A Reconstruction of Total Phosphorus in Two Minnesota Lakes

multivariate
statistics
ecology
diatom
Author

Matt Allen

Published

December 13, 2022

Introduction

This project uses data collected from lake sediment samples to reconstruct past changes in the environment. The focus of the current work is on reconstruction of Total Phosphorus. Sediment Core samples were collected from two Minnesota lakes. Layers of each core were then separated for further study. Fossil remains of Diatoms were counted and identified using a microscope. Diatoms are single celled algae that are abundant in lakes and leave behind an identifiable cell wall in sediments. There are many Diatom species and their community makeup can be used to reconstruct past environmental conditions. Also, a depth in the core can be dated to a past time period.

Description of Data

Ecologists collected a core sample from the two lakes. The data consists of counts of diatoms at the genus level for multiple depths of each core sample. A diatom calibration set and corresponding Environmental data set was used (Edlund and Ramstack 2006). The full calibration set consists of 155 samples with relative abundance of 759 diatom species in sediment samples from Minnesota lakes. The environmental data set has measurements of Total Phosphorus in each of the 155 samples. The calibration data set identified diatoms at a species level. However, the data only identified diatoms at the genus level.
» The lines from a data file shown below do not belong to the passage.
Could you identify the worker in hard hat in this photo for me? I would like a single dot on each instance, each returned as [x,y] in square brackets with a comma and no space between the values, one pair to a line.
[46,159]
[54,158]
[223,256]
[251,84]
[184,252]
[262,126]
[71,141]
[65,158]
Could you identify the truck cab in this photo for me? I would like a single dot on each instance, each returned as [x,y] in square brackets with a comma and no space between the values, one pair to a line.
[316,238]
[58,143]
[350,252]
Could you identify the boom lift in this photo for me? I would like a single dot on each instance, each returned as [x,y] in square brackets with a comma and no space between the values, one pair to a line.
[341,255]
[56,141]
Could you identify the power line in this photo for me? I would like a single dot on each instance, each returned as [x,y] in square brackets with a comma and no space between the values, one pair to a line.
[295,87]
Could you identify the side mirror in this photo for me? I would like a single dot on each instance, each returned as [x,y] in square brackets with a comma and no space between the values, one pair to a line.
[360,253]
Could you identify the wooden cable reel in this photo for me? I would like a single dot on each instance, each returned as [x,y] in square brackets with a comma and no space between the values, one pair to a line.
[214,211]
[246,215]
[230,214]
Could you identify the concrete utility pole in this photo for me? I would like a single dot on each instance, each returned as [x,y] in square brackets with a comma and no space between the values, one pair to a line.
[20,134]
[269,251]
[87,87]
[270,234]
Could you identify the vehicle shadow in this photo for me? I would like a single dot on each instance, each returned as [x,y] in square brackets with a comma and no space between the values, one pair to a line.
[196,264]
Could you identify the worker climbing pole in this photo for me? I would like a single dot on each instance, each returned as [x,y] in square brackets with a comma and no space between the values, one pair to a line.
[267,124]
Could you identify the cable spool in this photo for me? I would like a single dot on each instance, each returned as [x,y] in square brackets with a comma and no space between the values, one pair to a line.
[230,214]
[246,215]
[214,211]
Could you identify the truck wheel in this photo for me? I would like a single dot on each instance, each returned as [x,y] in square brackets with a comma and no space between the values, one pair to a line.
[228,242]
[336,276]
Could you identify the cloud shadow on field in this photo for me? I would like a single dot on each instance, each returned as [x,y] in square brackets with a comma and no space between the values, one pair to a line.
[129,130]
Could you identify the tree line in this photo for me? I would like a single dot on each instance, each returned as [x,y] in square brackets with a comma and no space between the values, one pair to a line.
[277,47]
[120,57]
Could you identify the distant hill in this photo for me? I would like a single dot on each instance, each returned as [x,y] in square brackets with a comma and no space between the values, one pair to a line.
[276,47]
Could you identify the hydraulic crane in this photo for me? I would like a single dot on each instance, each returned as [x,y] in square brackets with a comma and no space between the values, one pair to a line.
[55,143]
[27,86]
A limnologist selected species codes from the calibration set to replace the genus identification.

Edlund and Ramstack (2006) give criteria of keeping diatom species if they have greater than 1% relative abundance in two or more samples, or greater than 5% relative abundance in one sample. Based on this criteria, diatoms identified with genus Nitzchia in Lake 1, and genus Cymbella, Cavinula and Acanthocerus in the Lake 2 could have been kept for analysis. Since they were not identified by collaborator, they were removed. For the calibration data set, the Edlund and Ramstack criteria were applied. However, this removed species identified in the data set, so they were added back. Species codes ACHEXILI, MELVARIA, CAVJAERN, and ACOZACHA would be removed by criteria, but were kept because of their abundance in the collected data. As an example, MELVARIA had the highest relative abundance in the data set, but only accounts for 1.79 % of Diatoms in the calibration set.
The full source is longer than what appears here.